Ideal settings for a 9TB initial backup (Mac -> Drime via Rclone)?

I’m preparing for a 9TB initial backup from a Mac (source: external HDD via USB 3.0) to Drime via the Rclone backend. I have a 1Gb/s connection and enough internal SSD space for a dedicated temp directory.

Since this dataset is significantly larger than what the defaults are designed for, I’m looking for community consensus on the “sweet spot” for a setup of this scale.

What would your ideal configuration be for:

  • Block size: To prevent the local SQLite database from becoming a bottleneck?

  • Remote volume size (dblock): To maximize a 1Gb/s upload without making compacting or restores a nightmare?

  • Asynchronous upload limit: Given the mechanical source drive but a fast network?

  • Any other essential flags for macOS or large-scale reliability?

Regarding Compression: I am willing to disable compression entirely if it means dramatically faster upload speeds or reduced CPU overhead.

  • Is it better to set the compression module to none?

  • Or should I keep it as deflate and set the compression level to 0?

Thanks for the help!

I can’t give exact numbers, but happy to share my experience:

For me, using 5 MB blocks a 2.5 TB backup makes a 4 GB database and a 4.5 TB backup makes an 11 GB database. Based on this experience, my latest backup of 8 TB has been configured to use a 50 MB block size. My attitude was to just say *f###k it* and choose a large enough block size to keep the DB size down. Yes, I lose fidelity to the de-duplication routine, but for me I think it’s worth it.

For local targets I use 1 GB volumes. The volume size is really only there to tune file-system limitations an if everything is working correctly it shouldn’t affect anything. Consider how large individual files can be, then think about how many files can be stored in a folder. For remote targets think about how many files can be listed over the remote interface. If your connection is fast and you don’t have filesystem limits, then 1 GB should be fine, but go to 10 GB if you want to keep the file count down.

I can’t comment on the compression and will let others pitch in here.

To speed things up, please note that volume creation occurs in your OS temp folder. If this is also on your source drive (unlikely, I know) then everything will be copied (assembled into volumes) through the temp folder and then out to the remote source. My recent experience has left me with considerable improvement to performance placing the temp folder into a RAM disk. Even when the temp folder is on a local SSD, for me, I found bandwidth would consume the SSD (it’s not just copying the file across, it has to be split into blocks, they get hashed, then searched in the database, and added, so the IO load on the database is considerable) and the RAM disk worked a lot better.

The main reality (as you no doubt already know) is that once you get to TB of data everything just takes ages to process. And no matter your specs, everything is slow. Best of luck with it.
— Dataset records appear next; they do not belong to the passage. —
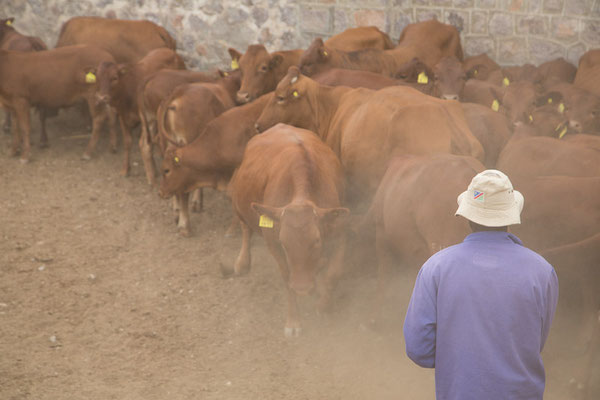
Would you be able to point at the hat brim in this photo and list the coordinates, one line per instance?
(487, 217)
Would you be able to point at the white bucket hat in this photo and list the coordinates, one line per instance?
(491, 200)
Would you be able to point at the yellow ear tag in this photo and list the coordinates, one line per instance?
(563, 132)
(265, 222)
(495, 105)
(90, 77)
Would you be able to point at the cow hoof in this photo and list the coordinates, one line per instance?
(292, 332)
(184, 232)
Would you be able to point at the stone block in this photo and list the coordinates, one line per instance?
(574, 53)
(485, 3)
(423, 14)
(316, 19)
(501, 24)
(512, 51)
(565, 29)
(464, 3)
(458, 19)
(532, 24)
(590, 32)
(479, 22)
(370, 17)
(553, 6)
(578, 7)
(542, 50)
(475, 45)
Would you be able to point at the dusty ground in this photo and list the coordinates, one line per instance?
(100, 299)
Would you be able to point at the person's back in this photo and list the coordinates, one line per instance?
(481, 311)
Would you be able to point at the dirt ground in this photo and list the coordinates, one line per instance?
(101, 299)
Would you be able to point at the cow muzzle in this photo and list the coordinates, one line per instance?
(243, 97)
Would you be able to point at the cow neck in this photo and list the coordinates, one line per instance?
(325, 103)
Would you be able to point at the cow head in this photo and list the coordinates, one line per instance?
(175, 175)
(108, 75)
(302, 228)
(314, 58)
(583, 112)
(449, 78)
(258, 69)
(291, 103)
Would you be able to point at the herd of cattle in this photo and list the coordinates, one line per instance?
(359, 132)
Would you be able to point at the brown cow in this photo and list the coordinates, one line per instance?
(261, 70)
(11, 39)
(128, 41)
(413, 211)
(588, 73)
(185, 113)
(53, 79)
(289, 188)
(536, 156)
(362, 37)
(428, 41)
(364, 127)
(119, 83)
(152, 92)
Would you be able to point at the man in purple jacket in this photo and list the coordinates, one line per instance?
(481, 310)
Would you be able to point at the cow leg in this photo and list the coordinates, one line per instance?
(332, 275)
(242, 263)
(43, 133)
(145, 144)
(292, 324)
(198, 200)
(98, 118)
(21, 109)
(183, 220)
(126, 132)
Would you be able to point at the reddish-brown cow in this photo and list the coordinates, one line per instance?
(152, 92)
(128, 41)
(53, 79)
(119, 84)
(290, 188)
(364, 127)
(261, 70)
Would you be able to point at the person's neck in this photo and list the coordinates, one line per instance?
(480, 228)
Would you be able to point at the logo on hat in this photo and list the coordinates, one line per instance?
(478, 196)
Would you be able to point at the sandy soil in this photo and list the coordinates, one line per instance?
(101, 299)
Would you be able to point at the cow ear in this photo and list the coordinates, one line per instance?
(273, 213)
(275, 61)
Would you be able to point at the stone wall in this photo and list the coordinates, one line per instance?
(510, 31)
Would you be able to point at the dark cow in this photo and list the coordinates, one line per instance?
(119, 84)
(128, 41)
(290, 188)
(261, 70)
(53, 79)
(364, 127)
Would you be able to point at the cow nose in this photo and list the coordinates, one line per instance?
(450, 97)
(243, 97)
(575, 125)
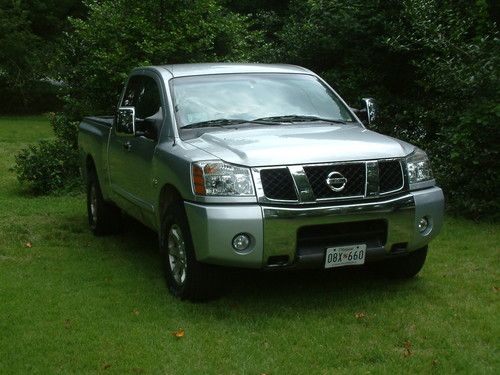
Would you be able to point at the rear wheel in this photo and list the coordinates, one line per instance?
(405, 267)
(186, 277)
(104, 218)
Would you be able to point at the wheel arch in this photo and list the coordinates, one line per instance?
(168, 195)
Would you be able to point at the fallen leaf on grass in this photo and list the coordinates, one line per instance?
(179, 333)
(360, 315)
(407, 346)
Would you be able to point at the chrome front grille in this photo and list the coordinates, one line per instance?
(355, 173)
(278, 184)
(390, 176)
(329, 182)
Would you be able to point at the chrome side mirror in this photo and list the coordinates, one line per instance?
(371, 110)
(125, 121)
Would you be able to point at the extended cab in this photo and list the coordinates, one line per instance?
(256, 166)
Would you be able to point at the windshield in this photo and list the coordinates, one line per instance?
(201, 99)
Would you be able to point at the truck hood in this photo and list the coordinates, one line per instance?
(299, 144)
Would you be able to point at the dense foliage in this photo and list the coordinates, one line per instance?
(29, 30)
(432, 64)
(51, 166)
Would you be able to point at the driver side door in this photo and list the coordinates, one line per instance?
(131, 157)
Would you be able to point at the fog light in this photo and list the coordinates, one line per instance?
(241, 242)
(423, 224)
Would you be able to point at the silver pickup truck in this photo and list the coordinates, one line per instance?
(256, 166)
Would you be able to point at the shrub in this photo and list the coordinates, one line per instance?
(51, 166)
(48, 167)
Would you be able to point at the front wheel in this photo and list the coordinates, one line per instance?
(405, 267)
(186, 277)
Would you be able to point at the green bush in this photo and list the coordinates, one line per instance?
(51, 166)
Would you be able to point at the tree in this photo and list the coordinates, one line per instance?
(120, 35)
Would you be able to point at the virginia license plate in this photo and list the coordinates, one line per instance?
(345, 255)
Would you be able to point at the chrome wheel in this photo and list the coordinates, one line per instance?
(177, 257)
(93, 205)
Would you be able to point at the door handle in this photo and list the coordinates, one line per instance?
(127, 146)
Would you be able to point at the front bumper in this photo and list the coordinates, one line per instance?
(274, 230)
I have some follow up numbers based on a recent large backup job that I ran. This is backing up an archive of files from one local HDD to another local HDD. The host is modest, just a mac mini with 16 GB of RAM.

The source is not quite as large as yours, 7 TB and the backup has created 6.6 TB of files.

I used a 50 MB block size and 1 GB volume size.

The database is 3.6 GB.

The first backup took a little over a week to complete, however, it has not truly finished. There seems to be a problem where the Duplicati task is hard crashing the host when it gets to the end (or near to it). I have restarted Duplicati three times and have the same result each time, it resumes the backup, processes files, appears to work for a few hours, then hard crashes the server. Log (warning level) is empty. I fear that setting the log level to something useful like “Information” will make a truly massive file, but I’ll probably have to do this.

So it’s a bust for me for now. I might just wait for the next version and try that instead…